Another patient of Dr Rivkin received jaw and chin filler to balance out their features. “A defined jawline and chin gender-neutral. It doesn’t make you appear manly or unnatural as long as it’s done in moderation,” they expressed. A third, explained, “I don’t think there needs to be clear guidelines for beauty.”
“I personally like a more masculine look when it comes to my jawline. A strong defined jawline on a woman is very beautiful in my opinion. On the other hand, I get my lips injected for a pouty more feminine look,” they said. According to the patient, “a mix between soft feminine features and stronger more masculine features,” is attractive and exotic while it allows them to play with their feminine and masculine sides in both beauty and fashion. When it came to getting their procedure, they referenced Zendaya’s jawline and Zoë Kravitz’s. “Both are so beautiful and feminine yet have masculine features like a strong jawline.”
While Dr Rivkin believes this direction is definitely noticeable, Clare Varga, head of beauty at WGSN Beauty, an international trend forecasting company, makes a point to say that, “the shift to inclusivity and gender neutrality is not a trend, it’s a movement and as such is here to stay.” She adds: “The rise of androgynous/gender-neutral plastic surgeries is really just an extension and next evolution of the shifts we’ve been tracking at WGSN in beauty overall.”
More broadly speaking, this shift could be tied to the rising, more fluid and less fixed approach to gender, says Varga, as well as the normalisation of filler culture and the increasing affordability of ‘tweakments’ including botox and fillers. On top of this, with Instagram filters offering us immediate facial revisions like smoother lines, and the blurring of URL and IRL culture, the trend forecaster believes we’re amid a new era of beauty ideals.
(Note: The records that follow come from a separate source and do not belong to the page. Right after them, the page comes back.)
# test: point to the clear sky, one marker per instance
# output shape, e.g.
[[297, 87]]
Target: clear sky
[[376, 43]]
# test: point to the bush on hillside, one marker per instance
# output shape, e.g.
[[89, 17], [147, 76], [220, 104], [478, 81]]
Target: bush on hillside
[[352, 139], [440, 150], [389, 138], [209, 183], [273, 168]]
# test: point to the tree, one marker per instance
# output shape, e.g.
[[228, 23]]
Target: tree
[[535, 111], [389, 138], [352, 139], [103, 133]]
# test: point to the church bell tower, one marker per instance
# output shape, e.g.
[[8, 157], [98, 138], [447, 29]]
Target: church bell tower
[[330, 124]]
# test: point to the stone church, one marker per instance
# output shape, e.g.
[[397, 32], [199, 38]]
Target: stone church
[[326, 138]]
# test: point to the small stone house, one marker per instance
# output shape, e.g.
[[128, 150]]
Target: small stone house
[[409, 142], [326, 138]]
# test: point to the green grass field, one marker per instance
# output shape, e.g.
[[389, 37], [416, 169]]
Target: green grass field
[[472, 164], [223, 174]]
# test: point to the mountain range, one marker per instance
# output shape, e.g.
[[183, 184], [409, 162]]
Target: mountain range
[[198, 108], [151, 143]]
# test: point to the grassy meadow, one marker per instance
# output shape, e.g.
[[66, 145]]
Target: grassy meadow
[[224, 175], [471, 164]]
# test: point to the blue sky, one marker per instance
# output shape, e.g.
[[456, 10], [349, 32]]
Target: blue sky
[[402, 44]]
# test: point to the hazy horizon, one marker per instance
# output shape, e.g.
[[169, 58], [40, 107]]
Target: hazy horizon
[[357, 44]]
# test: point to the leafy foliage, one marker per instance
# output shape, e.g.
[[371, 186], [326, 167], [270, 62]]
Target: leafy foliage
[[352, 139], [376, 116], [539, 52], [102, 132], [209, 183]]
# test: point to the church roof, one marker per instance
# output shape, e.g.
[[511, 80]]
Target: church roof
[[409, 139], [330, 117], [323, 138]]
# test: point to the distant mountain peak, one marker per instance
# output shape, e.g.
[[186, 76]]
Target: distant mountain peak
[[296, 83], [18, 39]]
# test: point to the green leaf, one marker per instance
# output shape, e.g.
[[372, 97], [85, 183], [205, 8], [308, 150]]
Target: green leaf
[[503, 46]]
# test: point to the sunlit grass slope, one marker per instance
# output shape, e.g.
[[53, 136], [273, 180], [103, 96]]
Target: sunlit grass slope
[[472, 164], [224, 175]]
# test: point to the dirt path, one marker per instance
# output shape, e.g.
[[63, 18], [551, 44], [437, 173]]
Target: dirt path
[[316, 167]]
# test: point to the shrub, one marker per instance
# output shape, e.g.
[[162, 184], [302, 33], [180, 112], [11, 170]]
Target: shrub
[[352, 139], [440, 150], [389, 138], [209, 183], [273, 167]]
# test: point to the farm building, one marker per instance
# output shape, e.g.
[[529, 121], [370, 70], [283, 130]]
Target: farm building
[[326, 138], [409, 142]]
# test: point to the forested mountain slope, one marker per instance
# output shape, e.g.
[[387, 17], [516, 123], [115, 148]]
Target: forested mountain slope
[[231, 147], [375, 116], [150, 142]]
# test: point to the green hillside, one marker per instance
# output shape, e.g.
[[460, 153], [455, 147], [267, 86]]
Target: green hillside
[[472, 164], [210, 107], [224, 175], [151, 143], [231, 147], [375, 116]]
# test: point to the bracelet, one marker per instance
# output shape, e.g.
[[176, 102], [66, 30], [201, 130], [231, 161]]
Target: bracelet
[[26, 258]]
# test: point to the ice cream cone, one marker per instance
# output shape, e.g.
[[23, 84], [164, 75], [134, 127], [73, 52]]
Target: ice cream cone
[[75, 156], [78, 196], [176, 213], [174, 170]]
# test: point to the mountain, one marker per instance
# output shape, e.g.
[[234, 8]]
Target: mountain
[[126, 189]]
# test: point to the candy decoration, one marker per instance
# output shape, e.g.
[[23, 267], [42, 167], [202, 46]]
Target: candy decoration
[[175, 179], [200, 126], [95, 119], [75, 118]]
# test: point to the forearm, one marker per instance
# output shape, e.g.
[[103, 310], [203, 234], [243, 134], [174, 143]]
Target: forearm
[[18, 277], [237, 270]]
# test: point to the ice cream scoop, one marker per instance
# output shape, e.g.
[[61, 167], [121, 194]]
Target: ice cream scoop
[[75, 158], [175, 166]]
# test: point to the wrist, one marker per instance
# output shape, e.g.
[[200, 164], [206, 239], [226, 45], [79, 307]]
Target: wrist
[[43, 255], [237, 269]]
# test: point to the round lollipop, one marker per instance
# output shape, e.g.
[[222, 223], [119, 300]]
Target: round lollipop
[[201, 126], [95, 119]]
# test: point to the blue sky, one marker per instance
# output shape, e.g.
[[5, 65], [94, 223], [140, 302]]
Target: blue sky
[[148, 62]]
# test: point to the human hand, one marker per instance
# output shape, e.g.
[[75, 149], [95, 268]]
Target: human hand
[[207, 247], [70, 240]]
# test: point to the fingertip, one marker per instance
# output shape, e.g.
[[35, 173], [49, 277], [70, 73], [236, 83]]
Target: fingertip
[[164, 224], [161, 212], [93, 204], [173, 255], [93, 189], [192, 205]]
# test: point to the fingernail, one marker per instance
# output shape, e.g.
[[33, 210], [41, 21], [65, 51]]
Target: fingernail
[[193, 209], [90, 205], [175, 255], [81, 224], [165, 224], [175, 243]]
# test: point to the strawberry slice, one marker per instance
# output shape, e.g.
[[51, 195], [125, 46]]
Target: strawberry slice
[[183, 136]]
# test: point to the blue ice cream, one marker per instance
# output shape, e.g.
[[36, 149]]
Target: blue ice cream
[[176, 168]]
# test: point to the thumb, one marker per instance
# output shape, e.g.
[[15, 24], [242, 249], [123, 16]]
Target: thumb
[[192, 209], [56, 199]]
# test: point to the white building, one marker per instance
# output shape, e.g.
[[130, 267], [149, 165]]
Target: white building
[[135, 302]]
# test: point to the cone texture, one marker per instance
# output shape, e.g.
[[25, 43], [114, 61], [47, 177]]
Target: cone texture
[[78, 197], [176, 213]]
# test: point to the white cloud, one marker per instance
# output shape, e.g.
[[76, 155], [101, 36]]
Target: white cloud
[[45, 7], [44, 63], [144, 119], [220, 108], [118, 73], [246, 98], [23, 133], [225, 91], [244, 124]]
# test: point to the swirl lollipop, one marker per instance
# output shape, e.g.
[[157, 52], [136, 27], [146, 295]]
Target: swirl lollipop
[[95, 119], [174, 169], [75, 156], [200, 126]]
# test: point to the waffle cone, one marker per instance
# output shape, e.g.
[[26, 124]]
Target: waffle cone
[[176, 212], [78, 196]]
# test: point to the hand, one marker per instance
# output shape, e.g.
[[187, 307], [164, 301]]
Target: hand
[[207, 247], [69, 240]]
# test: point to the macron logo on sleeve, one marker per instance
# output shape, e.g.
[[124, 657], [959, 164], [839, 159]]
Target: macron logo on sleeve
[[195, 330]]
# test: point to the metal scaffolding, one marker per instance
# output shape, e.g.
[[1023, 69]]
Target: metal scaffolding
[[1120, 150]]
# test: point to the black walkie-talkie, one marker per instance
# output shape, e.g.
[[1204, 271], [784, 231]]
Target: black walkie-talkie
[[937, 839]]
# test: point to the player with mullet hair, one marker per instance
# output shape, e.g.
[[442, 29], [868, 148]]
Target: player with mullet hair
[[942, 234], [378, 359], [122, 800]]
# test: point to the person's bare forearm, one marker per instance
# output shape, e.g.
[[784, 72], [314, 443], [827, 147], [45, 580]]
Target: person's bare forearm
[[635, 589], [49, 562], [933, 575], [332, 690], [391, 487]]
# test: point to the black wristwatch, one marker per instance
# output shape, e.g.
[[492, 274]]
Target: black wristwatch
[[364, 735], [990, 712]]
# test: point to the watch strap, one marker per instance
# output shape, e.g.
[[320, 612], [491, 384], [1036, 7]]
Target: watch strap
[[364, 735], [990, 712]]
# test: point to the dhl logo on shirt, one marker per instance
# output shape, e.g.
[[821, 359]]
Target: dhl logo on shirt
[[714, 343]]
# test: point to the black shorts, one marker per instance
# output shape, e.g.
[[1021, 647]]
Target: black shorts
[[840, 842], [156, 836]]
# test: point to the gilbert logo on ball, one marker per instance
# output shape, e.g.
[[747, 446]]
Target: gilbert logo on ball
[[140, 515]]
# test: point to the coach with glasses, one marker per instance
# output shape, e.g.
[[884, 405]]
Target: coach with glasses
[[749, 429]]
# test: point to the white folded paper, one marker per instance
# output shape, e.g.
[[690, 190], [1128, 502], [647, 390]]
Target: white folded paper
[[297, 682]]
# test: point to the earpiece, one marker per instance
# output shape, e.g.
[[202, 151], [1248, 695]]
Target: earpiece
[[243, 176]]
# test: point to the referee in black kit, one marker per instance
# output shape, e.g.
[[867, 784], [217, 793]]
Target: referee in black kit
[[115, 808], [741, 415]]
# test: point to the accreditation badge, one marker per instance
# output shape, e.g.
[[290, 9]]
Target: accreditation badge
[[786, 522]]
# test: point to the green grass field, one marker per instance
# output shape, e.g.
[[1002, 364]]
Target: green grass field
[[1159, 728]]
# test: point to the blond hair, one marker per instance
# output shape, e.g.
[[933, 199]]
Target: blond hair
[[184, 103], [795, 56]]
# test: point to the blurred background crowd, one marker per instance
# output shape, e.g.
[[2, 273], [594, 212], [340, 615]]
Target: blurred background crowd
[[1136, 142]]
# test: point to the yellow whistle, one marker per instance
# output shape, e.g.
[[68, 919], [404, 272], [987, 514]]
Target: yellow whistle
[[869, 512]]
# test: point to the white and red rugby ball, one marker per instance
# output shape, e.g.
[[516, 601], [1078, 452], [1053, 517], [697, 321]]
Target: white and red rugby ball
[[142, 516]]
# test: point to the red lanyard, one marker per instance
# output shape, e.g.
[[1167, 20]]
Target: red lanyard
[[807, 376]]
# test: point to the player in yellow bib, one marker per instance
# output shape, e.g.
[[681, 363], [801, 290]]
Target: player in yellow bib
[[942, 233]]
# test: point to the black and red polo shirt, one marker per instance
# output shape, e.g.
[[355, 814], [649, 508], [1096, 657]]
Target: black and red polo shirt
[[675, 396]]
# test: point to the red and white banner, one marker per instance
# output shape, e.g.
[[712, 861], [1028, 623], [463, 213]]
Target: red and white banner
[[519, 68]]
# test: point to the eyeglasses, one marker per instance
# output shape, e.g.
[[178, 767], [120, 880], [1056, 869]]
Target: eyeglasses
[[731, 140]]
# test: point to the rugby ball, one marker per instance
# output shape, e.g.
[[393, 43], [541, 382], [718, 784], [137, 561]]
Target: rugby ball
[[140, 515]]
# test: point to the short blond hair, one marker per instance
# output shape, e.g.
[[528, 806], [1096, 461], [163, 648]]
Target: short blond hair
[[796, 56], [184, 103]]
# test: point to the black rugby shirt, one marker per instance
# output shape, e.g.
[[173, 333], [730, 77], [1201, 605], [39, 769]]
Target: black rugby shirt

Varga says, this movement can be epitomised by trans beauty blogger and make-up artist Nikita Dragun. “Inspired by their own experiences and surgeries, Dragun’s gender-neutral brand’s identity is hyper-digital, hyper-plastic, and totally representative of the emerging aesthetic in the beauty community.” Other influencers Varga believes are helping to push this movement forward include Sasha Velour as well as micro-influencers like Lily Bloom, Celine Bernaerts, and Sophia Hadjipanteli. According to Varga, these surgeries are also part of a recent wave of gender-neutral beauty brands, which are normalising beauty for all. This includes brands like Fluide, Jecca, and Cult of Treehouse, which are abandoning, “archaic gender stereotypes and presenting genderless narratives” through their branding and marketing campaigns.
While, “in the past beauty was sold to us as a way to attract a partner or fit in, now it’s more about challenging beauty norms and being happy in your own skin,” argues Varga, androgynous leaning “tweakments” thus allow people to recreate and present themselves however they like, whether they’re attempting a gender-neutral look on purpose or not. Moving forward, Dr Rivkin believes this movement will only continue to expand from here, especially considering the fact that plastic surgeries have become less taboo. Therefore, in the future people will continue to seek out procedures that allow their physical appearance to authentically match their identities.